8 Descriptive statistics

Pipe operator: take what’s on the left and use it as the first argument of the function on the right.

take_this |>
  and_then_do_this()

To compute the number of observations (n), mean (M), and standard deviation (SD) for a variable, you can use the following code:

# Descriptive statistics for body_mass_g
penguins |>
  summarise(
    n = n(),
    M = mean(body_mass_g, na.rm = TRUE),
    SD = sd(body_mass_g, na.rm = TRUE)
  )

## # A tibble: 1 × 3
##       n     M    SD
##   <int> <dbl> <dbl>
## 1   344 4202.  802.

Without the pipe operator, you would need to always tell R where the variable is located:

nrow(penguins)

## [1] 344

mean(penguins$body_mass_g, na.rm = TRUE)

## [1] 4201.754

sd(penguins$body_mass_g, na.rm = TRUE)

## [1] 801.9545

To get the same statistics for a variable grouped by another variable (e.g., species), you can use the group_by() function:

# Descriptive statistics for body mass by species
penguins |>
  group_by(species) |>
  summarise(
    n = n(),
    M = mean(body_mass_g, na.rm = TRUE),
    SD = sd(body_mass_g, na.rm = TRUE)
  )

## # A tibble: 3 × 4
##   species       n     M    SD
##   <fct>     <int> <dbl> <dbl>
## 1 Adelie      152 3701.  459.
## 2 Chinstrap    68 3733.  384.
## 3 Gentoo      124 5076.  504.

9 Data subsetting

penguins[1, ]           # First row

penguins[, 1]           # First column - by number
penguins[ , "species"]  # First column - by name
penguins$species        # First column - by name

penguins[c(1,2,3), ]    # First three rows

penguins[, c(1,2,3)]    # First three columns - by number
penguins[, c("species", "island", "bill_length_mm")] # First three columns - by name

penguins[c(1,2,3), c(1,2,3)] # First three rows and columns and range shortcut
penguins[1:3, 1:3] # Shortcut : for range of consecutive values

penguins |>
  slice(1:3)

# Subset the data for only Adelie species
adelie_penguins <- penguins |> 
  filter(species == "Adelie")

# Remove specific rows of the penguins dataset
!is.na(penguins$body_mass_g)    # returns TRUE/FALSE for each row

# Filter out rows with NA values in body_mass_g
penguins_no_na <- penguins |> 
  filter( !is.na(body_mass_g) )

# Only keep columns species, body_mass_g
penguins_subset <- penguins_no_na |> 
  select(species, body_mass_g)

10 Creating new columns

You can create new columns in a data frame using the mutate() function from the dplyr package from tidyverse.

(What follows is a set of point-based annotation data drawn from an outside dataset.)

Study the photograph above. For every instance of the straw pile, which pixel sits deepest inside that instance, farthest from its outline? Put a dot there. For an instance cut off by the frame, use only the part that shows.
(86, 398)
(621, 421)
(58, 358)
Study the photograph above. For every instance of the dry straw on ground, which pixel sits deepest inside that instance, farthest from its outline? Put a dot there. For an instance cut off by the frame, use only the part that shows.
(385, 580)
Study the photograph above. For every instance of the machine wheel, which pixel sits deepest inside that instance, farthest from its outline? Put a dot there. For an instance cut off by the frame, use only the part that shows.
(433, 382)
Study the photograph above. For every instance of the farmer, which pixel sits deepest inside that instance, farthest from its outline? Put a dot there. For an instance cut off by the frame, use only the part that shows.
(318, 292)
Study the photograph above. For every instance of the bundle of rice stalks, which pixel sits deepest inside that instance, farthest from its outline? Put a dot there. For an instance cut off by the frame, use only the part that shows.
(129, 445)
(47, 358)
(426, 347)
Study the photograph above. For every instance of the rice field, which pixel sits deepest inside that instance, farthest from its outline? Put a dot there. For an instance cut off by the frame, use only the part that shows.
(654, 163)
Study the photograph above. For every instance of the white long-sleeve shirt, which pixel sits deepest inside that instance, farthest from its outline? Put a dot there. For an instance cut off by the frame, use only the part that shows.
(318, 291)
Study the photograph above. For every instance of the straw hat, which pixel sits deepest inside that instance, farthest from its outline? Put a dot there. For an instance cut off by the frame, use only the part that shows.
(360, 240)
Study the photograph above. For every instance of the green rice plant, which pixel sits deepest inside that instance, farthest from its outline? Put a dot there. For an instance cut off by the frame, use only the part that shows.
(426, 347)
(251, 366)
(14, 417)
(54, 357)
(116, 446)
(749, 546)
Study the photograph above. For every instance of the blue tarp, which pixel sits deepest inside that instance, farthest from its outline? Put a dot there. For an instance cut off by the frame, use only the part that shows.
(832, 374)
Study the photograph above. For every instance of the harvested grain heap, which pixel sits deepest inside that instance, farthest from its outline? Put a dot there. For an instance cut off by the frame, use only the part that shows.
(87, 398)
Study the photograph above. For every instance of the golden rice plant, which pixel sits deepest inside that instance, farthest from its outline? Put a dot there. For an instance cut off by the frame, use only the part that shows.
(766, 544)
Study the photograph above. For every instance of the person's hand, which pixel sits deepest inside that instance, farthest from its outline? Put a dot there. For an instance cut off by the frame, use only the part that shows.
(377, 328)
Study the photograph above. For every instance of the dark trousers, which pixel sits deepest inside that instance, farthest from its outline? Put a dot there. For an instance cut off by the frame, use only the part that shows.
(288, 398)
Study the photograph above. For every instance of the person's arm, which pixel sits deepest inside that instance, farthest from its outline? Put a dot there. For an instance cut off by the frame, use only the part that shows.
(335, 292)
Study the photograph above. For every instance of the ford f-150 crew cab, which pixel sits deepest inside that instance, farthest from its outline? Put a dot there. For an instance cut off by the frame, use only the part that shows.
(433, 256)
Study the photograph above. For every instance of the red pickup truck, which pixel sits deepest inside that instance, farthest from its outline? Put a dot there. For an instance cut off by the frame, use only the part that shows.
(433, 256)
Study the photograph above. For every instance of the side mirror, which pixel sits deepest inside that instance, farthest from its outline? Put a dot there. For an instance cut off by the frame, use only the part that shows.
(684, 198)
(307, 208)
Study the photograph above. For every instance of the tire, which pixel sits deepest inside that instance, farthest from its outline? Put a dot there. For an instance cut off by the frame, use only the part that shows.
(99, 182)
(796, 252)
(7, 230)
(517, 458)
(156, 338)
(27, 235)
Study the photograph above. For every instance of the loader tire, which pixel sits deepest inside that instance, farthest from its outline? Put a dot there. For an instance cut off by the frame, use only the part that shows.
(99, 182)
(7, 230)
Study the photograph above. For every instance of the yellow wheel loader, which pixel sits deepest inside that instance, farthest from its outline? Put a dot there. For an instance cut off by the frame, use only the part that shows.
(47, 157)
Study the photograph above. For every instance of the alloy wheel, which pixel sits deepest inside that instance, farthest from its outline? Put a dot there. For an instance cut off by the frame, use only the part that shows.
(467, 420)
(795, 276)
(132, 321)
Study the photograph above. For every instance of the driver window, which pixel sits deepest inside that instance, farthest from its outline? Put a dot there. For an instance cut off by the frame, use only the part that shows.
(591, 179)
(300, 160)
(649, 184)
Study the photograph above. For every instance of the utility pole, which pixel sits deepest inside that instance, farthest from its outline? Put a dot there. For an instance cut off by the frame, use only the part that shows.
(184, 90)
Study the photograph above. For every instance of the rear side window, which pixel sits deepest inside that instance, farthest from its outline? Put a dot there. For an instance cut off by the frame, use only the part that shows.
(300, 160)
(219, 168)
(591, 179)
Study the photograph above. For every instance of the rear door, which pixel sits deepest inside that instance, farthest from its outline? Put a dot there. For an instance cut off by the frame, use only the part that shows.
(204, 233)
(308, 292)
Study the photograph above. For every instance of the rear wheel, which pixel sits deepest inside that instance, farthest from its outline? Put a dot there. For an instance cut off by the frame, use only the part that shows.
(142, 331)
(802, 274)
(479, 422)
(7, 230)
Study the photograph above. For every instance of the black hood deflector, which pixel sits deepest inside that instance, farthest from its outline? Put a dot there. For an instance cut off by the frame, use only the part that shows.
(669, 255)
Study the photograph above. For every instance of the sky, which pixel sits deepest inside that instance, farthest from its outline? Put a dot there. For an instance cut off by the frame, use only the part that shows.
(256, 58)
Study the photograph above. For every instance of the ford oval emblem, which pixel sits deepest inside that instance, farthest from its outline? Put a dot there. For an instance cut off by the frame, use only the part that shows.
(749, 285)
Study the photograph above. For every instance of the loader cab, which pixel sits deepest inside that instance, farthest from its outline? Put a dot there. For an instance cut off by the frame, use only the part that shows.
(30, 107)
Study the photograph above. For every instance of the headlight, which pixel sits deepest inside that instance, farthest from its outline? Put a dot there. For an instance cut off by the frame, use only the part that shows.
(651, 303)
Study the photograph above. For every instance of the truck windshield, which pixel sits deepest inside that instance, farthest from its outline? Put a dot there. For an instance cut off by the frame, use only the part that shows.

The syntax works as follows:

data_name |>
  mutate(new_column_name = expression)

For example:

# Create a new column for body mass in kg
penguins <- penguins |>
  mutate(body_mass_kg = body_mass_g / 1000)

# Create a new column for bill length and depth in cm
penguins <- penguins |>
  mutate(
    bill_length_cm = bill_length_mm / 10,
    bill_depth_cm = bill_depth_mm / 10
  )

If you want to overwrite an existing column, you can do so by using the same name in the mutate() function.

11 Factors

Sometimes categorical variables are not stored as characters/factors. They could be stored as numbers which represent categories.

For example, species is a categorical variable with three levels: Adélie, Chinstrap, and Gentoo. Suppose we have a dataset where species is stored as numbers (1, 2, 3) instead of characters. This can lead to confusion when analyzing the data, as the numerical representation does not convey the actual categories. Furthermore, you can’t take the mean of those values.

To convert a numeric variable to a factor, you can use the factor() function.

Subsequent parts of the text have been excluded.